I can point to numerous sidewalks that are in the 7′ wide range, so no – not wider. Certainly sightlines are worse in so called protected bike lanes, bikes are hidden from cars until the intersection. This increases right hooking. So far as smooth goes, I don’t know what city you live in, but in portland every city street is rough. Sidewalks are much smoother.

Pushing bike lanes behind parked cars panders to the two arguments, “bikes don’t belong on the road” and “bicycling is not safe”.

I advocate for bike lanes in the road. Because that is where bikes belong.

Steve B.
Guest
Steve B.

I’m OK with this decision on Denver. Traffic speeds are relatively calm thanks to prolific speed bumps and horizontal deflection, and these parking protected lanes hide people on bikes and surprise people driving at each intersection. It’s also difficult to make left turns out of the lane.
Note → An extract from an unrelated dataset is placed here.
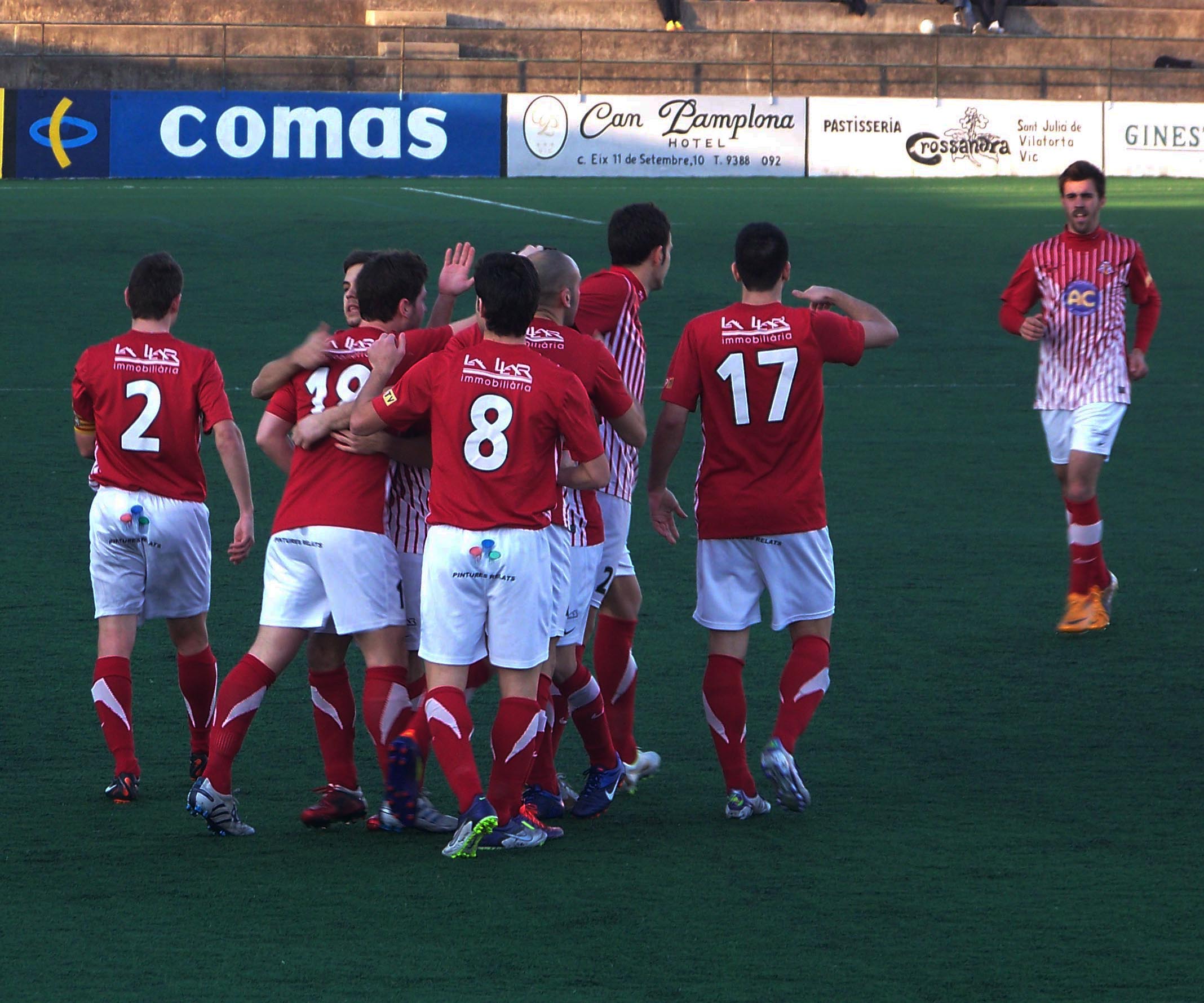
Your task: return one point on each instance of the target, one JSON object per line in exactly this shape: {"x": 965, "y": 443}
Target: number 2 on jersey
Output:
{"x": 483, "y": 430}
{"x": 732, "y": 370}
I know we have typically given PBOT guff for not putting in the cheapest, easiest semi-protected lanes everywhere, however given the challenges involved, it seems we should probably not do protection “on the cheap” and instead rely on buffered lanes until we can properly fund a protected bikeway.

mark smith
Guest
mark smith

Jason
Fact of the matter is, so called protected bike lanes create ” deer crossing” scenarios at the intersection. Suddenly a bicycle appears. Just not safe.Recommended 0

Sure. Keep hitting that broken trumpet. Guessing you want your child to be the human buffer between cars?

mark smith
Guest
mark smith

It’s interesting to see all the “cyclists” that have capitulated to a car first solution. It’s like this website should be called Carbikeportland.org

Roberta Robles
Guest
Roberta Robles

Seems Vision Zero was a waste of time, if the city doesn’t use this policy tool now, why did we even bother advocating for it? This is the time to use it.